Carpenter puts the Second Amendment's purpose plainly. "It's definitely hunting," he says, sarcastically. "That's what the Founding Fathers meant for us to do with the Second Amendment—was hunt deer." More seriously: "The purpose of the Second Amendment is, quite literally, the means to acquire and keep a way to defend yourself. Now, what you're defending yourself against is where the interpretation comes up. Tyranny, violent criminals, deer?"

Zombie Gun Control

Behind the Defense Distributed headquarters sits a gravesite. On the tombstone are the words "American Gun Control."

But is gun control really dead? The government can regulate kits out of existence, so makers will adapt their methods. They're getting more innovative, more reliable, and the guns are more numerous. If Alex Holladay were in New York, he might be facing prison time. A federal circuit court just ruled that Wilson must continue blocking IP addresses originating in New Jersey from accessing his online gun library to comply with state law. California recently filed a suit against the Gatalog seeking the same outcome.

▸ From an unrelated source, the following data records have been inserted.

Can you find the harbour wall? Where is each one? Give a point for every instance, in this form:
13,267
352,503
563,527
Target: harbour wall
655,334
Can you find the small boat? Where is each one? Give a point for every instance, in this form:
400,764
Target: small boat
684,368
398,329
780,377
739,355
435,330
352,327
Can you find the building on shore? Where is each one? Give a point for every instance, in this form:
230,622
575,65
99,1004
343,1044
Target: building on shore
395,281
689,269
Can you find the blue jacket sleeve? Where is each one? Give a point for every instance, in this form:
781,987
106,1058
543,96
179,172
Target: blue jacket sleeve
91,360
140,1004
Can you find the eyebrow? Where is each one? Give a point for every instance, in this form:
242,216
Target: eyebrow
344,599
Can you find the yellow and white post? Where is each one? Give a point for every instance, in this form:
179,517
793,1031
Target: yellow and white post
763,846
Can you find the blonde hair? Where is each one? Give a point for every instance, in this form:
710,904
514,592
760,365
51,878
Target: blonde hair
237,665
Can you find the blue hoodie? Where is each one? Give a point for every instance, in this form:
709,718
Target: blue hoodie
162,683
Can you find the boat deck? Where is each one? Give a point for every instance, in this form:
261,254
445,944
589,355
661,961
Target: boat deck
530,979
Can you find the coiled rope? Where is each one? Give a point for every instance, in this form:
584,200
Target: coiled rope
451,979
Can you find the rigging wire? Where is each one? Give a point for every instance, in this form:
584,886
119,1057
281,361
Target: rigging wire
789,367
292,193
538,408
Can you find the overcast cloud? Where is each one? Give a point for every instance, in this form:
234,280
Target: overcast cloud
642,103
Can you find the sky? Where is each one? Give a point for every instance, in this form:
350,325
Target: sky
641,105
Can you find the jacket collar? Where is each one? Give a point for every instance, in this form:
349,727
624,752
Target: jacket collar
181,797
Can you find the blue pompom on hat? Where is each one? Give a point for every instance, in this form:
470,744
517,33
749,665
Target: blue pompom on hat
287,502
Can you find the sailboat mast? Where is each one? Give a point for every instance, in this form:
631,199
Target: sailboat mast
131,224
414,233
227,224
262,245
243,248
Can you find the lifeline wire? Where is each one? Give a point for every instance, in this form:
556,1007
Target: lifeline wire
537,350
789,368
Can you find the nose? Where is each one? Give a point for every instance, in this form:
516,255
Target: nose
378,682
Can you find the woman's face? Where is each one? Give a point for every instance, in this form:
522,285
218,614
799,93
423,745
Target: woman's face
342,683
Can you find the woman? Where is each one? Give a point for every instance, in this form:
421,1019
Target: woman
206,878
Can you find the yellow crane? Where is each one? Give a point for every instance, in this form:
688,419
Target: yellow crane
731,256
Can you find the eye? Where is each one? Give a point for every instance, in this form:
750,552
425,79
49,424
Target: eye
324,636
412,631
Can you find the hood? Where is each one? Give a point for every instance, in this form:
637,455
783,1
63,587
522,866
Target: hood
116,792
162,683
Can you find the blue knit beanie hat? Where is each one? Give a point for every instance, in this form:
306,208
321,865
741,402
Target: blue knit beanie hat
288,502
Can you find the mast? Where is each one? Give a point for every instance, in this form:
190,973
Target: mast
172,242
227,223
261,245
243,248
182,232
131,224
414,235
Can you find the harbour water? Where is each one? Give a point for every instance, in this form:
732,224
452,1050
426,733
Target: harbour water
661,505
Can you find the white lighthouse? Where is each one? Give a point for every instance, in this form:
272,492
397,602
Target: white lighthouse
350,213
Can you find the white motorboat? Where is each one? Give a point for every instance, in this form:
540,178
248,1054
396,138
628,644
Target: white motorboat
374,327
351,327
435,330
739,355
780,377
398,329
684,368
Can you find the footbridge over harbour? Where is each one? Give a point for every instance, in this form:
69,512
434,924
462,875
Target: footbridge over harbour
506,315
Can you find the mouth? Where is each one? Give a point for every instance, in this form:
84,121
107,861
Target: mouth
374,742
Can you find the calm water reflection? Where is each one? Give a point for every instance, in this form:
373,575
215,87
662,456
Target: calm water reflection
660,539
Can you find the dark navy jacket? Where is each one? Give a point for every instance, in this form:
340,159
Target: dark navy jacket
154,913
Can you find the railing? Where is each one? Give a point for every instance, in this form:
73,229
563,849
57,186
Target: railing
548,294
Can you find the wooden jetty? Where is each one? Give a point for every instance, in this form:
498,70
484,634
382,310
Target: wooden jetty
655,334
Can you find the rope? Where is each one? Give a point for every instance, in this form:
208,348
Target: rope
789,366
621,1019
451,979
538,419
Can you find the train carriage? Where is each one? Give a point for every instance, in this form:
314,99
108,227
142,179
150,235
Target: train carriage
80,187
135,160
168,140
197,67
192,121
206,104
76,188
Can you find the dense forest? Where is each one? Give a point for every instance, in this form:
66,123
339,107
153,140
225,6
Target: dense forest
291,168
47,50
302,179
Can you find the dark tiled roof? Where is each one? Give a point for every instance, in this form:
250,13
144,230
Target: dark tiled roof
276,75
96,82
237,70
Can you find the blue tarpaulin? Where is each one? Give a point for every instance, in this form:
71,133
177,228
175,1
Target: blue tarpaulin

But, even so, homemade gun makers are hard to catch. "Gun control can never die, because it lives in the hearts of men," Wilson says. "No, gun control is not dead—it's undead. We just keep killing it."

Give gunsmiths an internet connection, a printer, and some tools, and there's no stopping them. If I can build a gun, so can most people. Governments can make gun printing inconvenient, but once an idea surfaces on a decentralized network, censorship becomes virtually impossible. You can't stop the signal.